“What nonsense you talk!” said Lord Henry, smiling, and, taking Hallward by the arm, he almost led him into the house.
[...12] As they entered they saw Dorian Gray. He was seated at the piano, with his back to them, turning over the pages of a volume of Schumann’s “Forest Scenes.” “You must lend me these, Basil,” he cried. “I want to learn them. They are perfectly charming.”
“That entirely depends on how you sit to-day, Dorian.”
“Oh, I am tired of sitting, and I don’t want a life-sized portrait of myself,” answered the lad, swinging round on the music-stool, in a wilful, petulant manner. When he caught sight of Lord Henry, a faint blush colored his cheeks for a moment, and he started up. “I beg your pardon, Basil, but I didn’t know you had any one with you.”
“This is Lord Henry Wotton, Dorian, an old Oxford friend of mine. I have just been telling him what a capital sitter you were, and now you have spoiled everything.”

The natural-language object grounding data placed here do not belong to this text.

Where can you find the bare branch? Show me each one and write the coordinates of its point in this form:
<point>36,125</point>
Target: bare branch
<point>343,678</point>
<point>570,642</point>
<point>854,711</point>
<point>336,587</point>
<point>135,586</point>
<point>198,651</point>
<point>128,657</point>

“You have not spoiled my pleasure in meeting you, Mr. Gray,” said Lord Henry, stepping forward and shaking him by the hand. “My aunt has often spoken to me about you. You are one of her favorites, and, I am afraid, one of her victims also.”
“I am in Lady Agatha’s black books at present,” answered Dorian, with a funny look of penitence. “I promised to go to her club in Whitechapel with her last Tuesday, and I really forgot all about it. We were to have played a duet together,—three duets, I believe. I don’t know what she will say to me. I am far too frightened to call.”
“Oh, I will make your peace with my aunt. She is quite devoted to you. And I don’t think it really matters about your not being there. The audience probably thought it was a duet. When Aunt Agatha sits down to the piano she makes quite enough noise for two people.”
“That is very horrid to her, and not very nice to me,” answered Dorian, laughing.
Lord Henry looked at him. Yes, he was certainly wonderfully handsome, with his finely-curved scarlet lips, his frank blue eyes, his crisp gold hair. There was something in his face that made one trust him at once. All the candor of youth was there, as well as all youth’s passionate purity. One felt that he had kept himself unspotted from the world. No wonder Basil Hallward worshipped him. He was made to be worshipped.
“You are too charming to go in for philanthropy, Mr. Gray,—far too charming.” And Lord Henry flung himself down on the divan, and opened his cigarette-case.
Hallward had been busy mixing his colors and getting his brushes ready. He was looking worried, and when he heard Lord Henry’s last  remark he glanced at him, hesitated for a moment, and then said, “Harry, I want to finish this picture to-day. Would you think it awfully rude of me if I asked you to go away?”